On educational-oriented collaborative pads like ONE (Collaborative Pad), the mobile interface now offers dedicated “camera” and “library” buttons. These buttons allow users to take a photo directly from the app and insert it into the pad without leaving the editor.
This functionality changes the logic of collaborative work in class or training. A student can photograph a diagram on the board, a paper document, or an object, then integrate it into the shared pad in a matter of seconds. Three points deserve attention on mobile:
- The resolution of the photo taken from the device is often automatically reduced by the pad to limit the weight of the shared document. Checking the rendering after insertion avoids unpleasant surprises during collective review.
- The HEIC format (native format for iPhone photos) is not always recognized by web pads. Converting to JPEG before sending, or configuring the phone to take photos directly in JPEG, removes this blockage.
- On tablets, drag-and-drop from the gallery to the browser works on some recent pads, but not on classic Etherpad. The import button remains the most reliable method.
GDPR Restrictions and Blocking of External Images on School Pads
Inserting an image via URL (pointing to an external host like Imgur or a social network) seemed to be the fastest method. In practice, several educational pads now block the insertion of remote images via URL.
This restriction, adopted by solutions like ONE within the framework of educational networks, responds to GDPR compliance requirements. When a pad loads an image hosted on a third-party server, each participant’s browser sends a request to that server, which can lead to a leak of browsing data (IP address, cookies, user agent) to a provider not contracted by the institution.
The practical consequence is clear: only images uploaded and stored on the institution’s instance are accepted. Teachers or trainers who used links to Google Photos, Flickr, or free hosts must download the image locally and then upload it to the pad.
Bypassing the Blockage Without Breaking the Rules
If the desired image comes from the web, the procedure remains simple: save the image to the device (right-click, “Save image as” on a computer, or long press on mobile), then use the pad’s import button. This additional step ensures that the image is hosted on the institution’s server and not loaded from an external domain.

Accepted Image Formats and Maximum Weight on Major Pads
A failure to insert into a collaborative pad often stems from an unsupported format or a file that is too large. JPEG and PNG formats are accepted by almost all pads. The lighter WebP format is gaining ground but is still rejected by some older versions of Etherpad.

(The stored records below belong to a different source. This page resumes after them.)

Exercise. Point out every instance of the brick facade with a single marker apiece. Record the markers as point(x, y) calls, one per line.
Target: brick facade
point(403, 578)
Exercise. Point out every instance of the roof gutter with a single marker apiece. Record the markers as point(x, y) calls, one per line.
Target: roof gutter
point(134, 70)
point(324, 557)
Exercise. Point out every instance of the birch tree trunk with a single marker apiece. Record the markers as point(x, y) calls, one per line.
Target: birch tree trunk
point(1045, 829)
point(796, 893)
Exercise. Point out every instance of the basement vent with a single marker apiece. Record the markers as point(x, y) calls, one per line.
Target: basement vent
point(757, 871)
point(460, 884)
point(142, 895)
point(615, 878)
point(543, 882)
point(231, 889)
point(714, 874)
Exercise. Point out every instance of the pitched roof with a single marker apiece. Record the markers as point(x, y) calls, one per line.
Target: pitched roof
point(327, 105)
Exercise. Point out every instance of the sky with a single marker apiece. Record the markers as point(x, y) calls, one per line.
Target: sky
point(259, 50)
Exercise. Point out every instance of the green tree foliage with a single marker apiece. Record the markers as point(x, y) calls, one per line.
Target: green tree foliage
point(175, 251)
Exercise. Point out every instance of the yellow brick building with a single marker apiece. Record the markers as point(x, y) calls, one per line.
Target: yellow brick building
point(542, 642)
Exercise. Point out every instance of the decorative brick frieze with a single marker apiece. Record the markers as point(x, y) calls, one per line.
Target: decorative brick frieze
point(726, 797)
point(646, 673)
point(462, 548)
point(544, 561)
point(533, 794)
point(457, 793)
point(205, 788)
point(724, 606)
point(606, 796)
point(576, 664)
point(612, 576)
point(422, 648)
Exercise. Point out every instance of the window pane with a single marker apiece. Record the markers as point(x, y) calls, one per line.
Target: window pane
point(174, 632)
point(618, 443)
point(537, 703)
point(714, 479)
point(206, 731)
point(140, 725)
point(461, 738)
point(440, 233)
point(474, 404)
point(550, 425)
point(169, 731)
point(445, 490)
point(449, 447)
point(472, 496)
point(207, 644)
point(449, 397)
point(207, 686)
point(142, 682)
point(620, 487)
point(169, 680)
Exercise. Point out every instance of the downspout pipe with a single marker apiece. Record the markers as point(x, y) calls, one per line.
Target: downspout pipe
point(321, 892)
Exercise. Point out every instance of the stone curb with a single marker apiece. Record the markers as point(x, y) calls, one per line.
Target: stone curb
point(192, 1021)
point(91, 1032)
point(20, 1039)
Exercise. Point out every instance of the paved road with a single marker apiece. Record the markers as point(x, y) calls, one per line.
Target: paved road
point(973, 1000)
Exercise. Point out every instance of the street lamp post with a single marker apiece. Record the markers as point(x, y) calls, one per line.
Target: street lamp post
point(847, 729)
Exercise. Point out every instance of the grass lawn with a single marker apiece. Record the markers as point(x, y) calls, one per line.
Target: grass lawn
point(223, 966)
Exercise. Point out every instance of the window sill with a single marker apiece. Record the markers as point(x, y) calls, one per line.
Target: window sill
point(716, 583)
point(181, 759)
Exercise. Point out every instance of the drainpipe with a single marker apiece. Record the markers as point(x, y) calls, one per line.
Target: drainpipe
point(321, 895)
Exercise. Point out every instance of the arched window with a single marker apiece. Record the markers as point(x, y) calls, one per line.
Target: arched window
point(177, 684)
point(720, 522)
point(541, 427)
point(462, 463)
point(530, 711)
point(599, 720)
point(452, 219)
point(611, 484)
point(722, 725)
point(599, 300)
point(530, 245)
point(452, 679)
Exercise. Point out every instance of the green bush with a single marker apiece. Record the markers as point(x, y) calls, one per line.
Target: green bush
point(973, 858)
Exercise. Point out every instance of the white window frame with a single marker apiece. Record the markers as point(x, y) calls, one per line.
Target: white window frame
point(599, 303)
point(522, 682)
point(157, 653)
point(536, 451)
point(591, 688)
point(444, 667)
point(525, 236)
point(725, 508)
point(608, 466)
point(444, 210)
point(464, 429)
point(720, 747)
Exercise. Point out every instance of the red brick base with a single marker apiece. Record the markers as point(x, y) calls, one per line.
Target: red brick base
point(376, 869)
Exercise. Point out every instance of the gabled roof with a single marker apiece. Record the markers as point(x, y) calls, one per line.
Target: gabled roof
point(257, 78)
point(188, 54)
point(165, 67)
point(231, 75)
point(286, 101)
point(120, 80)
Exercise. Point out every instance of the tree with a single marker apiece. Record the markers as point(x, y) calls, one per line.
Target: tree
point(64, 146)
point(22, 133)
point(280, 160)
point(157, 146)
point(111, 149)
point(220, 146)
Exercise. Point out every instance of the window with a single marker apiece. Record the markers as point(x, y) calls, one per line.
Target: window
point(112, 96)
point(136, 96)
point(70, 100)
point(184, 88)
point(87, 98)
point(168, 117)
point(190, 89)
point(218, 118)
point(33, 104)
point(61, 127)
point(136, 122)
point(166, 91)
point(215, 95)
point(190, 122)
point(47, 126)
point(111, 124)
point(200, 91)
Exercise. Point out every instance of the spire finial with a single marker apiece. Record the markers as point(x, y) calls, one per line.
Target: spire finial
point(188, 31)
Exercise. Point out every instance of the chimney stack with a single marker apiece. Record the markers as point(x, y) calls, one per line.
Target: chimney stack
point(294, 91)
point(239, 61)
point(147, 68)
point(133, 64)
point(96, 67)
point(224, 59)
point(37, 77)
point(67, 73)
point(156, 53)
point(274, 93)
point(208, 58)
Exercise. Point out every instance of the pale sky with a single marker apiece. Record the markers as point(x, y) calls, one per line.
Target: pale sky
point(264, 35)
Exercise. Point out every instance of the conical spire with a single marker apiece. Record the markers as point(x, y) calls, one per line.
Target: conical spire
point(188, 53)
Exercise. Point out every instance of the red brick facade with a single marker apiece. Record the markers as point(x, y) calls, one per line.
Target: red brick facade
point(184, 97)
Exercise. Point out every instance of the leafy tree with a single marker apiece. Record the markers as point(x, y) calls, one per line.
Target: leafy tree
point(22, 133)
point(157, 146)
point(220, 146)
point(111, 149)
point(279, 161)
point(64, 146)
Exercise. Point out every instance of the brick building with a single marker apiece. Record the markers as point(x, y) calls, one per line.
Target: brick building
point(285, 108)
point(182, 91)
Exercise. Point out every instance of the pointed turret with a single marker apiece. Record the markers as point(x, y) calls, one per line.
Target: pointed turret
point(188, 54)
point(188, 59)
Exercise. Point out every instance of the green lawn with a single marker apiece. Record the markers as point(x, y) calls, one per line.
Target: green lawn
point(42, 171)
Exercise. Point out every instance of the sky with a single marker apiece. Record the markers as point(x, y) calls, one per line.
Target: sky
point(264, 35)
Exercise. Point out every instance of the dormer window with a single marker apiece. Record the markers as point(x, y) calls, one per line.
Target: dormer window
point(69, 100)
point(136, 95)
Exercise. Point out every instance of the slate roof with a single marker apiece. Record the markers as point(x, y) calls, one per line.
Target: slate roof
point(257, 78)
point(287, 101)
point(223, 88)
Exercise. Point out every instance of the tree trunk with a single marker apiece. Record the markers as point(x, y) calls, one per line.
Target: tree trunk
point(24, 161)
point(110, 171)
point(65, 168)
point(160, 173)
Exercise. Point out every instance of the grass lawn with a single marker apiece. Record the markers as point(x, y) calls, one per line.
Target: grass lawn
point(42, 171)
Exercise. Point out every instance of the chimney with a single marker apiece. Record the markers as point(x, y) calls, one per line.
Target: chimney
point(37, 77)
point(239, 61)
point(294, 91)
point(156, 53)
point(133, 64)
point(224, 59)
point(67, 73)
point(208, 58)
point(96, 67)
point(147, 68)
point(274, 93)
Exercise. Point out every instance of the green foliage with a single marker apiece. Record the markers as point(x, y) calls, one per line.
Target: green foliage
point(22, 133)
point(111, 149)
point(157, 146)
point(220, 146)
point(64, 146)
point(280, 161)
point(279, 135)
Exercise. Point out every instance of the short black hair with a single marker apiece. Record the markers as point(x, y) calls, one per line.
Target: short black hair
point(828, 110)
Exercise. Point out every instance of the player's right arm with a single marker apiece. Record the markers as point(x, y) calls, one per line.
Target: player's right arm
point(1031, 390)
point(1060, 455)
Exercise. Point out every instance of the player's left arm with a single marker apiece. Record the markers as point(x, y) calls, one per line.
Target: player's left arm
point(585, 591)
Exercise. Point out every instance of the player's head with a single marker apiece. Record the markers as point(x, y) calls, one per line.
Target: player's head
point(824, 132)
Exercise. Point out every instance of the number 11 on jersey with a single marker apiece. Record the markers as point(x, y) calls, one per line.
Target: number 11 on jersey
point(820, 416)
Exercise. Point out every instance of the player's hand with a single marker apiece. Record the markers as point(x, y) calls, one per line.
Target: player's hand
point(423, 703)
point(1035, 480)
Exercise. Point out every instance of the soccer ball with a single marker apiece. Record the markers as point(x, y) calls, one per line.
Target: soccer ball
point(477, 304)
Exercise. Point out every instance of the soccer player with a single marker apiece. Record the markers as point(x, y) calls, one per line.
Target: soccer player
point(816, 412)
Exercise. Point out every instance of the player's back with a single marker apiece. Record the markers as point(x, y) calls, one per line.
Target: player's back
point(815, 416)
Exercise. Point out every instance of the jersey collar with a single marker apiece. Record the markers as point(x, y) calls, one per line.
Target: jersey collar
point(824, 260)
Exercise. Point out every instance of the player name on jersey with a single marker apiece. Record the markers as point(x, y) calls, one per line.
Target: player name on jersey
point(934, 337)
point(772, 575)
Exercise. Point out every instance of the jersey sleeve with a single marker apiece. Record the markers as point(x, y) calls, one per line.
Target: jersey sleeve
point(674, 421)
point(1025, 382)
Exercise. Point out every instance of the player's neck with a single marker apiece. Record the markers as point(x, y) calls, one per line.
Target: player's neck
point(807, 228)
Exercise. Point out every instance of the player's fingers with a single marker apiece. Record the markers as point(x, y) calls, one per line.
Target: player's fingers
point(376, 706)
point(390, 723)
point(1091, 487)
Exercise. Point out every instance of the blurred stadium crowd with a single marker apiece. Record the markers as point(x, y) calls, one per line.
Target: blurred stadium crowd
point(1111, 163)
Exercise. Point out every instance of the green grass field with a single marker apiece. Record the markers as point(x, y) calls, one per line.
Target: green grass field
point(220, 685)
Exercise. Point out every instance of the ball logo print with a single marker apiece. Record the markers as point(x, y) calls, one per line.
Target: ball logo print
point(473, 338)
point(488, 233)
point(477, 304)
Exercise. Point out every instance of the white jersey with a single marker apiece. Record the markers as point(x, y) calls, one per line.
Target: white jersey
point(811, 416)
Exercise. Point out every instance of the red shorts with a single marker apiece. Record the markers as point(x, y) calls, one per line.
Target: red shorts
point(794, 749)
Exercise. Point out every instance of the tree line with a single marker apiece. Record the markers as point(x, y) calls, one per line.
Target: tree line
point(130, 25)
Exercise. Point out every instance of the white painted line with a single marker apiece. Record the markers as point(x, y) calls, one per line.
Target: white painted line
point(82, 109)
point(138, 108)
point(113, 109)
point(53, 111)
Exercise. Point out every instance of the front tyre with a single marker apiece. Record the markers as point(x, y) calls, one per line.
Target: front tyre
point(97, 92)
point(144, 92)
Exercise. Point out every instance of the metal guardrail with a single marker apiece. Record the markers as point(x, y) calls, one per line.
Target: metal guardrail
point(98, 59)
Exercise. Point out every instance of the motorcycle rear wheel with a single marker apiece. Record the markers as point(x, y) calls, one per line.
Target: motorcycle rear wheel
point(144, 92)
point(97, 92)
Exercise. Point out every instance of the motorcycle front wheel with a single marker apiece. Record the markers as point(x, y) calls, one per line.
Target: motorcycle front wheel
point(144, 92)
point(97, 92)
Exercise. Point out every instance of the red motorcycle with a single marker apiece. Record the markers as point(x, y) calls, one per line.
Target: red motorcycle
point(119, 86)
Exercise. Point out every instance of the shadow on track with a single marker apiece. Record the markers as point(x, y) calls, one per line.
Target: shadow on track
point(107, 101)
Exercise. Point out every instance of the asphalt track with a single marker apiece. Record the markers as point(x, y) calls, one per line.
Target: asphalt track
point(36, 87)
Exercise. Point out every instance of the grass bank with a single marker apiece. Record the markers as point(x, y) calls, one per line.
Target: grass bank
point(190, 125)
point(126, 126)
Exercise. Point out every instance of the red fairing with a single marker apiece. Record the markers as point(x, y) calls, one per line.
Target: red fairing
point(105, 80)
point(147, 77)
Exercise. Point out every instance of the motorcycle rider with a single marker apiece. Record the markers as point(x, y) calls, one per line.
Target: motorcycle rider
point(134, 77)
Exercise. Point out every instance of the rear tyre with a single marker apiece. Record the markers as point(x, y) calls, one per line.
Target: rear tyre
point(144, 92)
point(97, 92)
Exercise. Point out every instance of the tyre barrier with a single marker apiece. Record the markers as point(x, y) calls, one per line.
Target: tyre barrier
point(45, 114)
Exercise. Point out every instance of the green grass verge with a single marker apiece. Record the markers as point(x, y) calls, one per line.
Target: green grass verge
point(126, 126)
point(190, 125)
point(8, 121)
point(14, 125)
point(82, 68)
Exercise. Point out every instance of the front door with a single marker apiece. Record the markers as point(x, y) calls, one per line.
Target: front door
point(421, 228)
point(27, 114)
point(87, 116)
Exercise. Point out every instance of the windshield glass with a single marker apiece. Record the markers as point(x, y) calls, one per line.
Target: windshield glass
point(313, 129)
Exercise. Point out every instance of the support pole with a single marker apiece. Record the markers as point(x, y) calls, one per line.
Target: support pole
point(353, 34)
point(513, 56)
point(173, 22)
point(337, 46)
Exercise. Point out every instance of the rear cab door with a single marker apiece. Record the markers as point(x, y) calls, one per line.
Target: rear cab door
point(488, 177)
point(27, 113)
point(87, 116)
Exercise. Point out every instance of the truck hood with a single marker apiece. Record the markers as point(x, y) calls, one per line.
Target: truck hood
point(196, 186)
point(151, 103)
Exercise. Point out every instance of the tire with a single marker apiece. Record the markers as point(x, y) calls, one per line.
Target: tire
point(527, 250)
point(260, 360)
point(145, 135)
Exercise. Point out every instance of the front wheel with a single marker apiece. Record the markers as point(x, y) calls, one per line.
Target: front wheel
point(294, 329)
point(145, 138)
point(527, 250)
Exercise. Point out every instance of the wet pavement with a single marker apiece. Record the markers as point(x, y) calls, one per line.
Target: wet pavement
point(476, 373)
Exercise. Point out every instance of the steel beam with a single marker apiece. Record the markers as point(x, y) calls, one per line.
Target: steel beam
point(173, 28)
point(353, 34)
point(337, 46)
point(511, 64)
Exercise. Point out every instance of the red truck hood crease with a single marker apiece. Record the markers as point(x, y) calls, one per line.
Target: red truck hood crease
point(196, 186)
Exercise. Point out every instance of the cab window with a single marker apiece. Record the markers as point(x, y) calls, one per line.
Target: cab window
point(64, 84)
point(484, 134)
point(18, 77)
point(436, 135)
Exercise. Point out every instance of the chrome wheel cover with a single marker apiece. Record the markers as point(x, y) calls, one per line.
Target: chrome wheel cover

The maximum allowed weight varies by platform. Pads integrated into educational networks generally set a limit per image, while cloud suites (Google Docs, Microsoft 365) apply a global limit to the document.
- Reduce the weight of a photo before insertion: an online tool like Squoosh or TinyPNG compresses the image without visible loss of quality. Reducing a smartphone photo from several megabytes to a few hundred kilobytes is sufficient in most cases.
- Prefer JPEG for photographs and PNG for diagrams or screenshots containing text. PNG preserves the sharpness of contours and characters.
- Avoid BMP or TIFF formats, which are rarely supported by collaborative web editors and unnecessarily large.
Compressing before inserting avoids silent errors: some pads do not display any error message when the file exceeds the limit; the image simply disappears without explanation.
Inserting a photo into a collaborative pad depends as much on the chosen method as on the technical constraints of the platform. Local upload remains the most universal path, copying from the clipboard the fastest on recent tools, and checking the format and weight of the image before any manipulation remains the reflex that avoids most failures.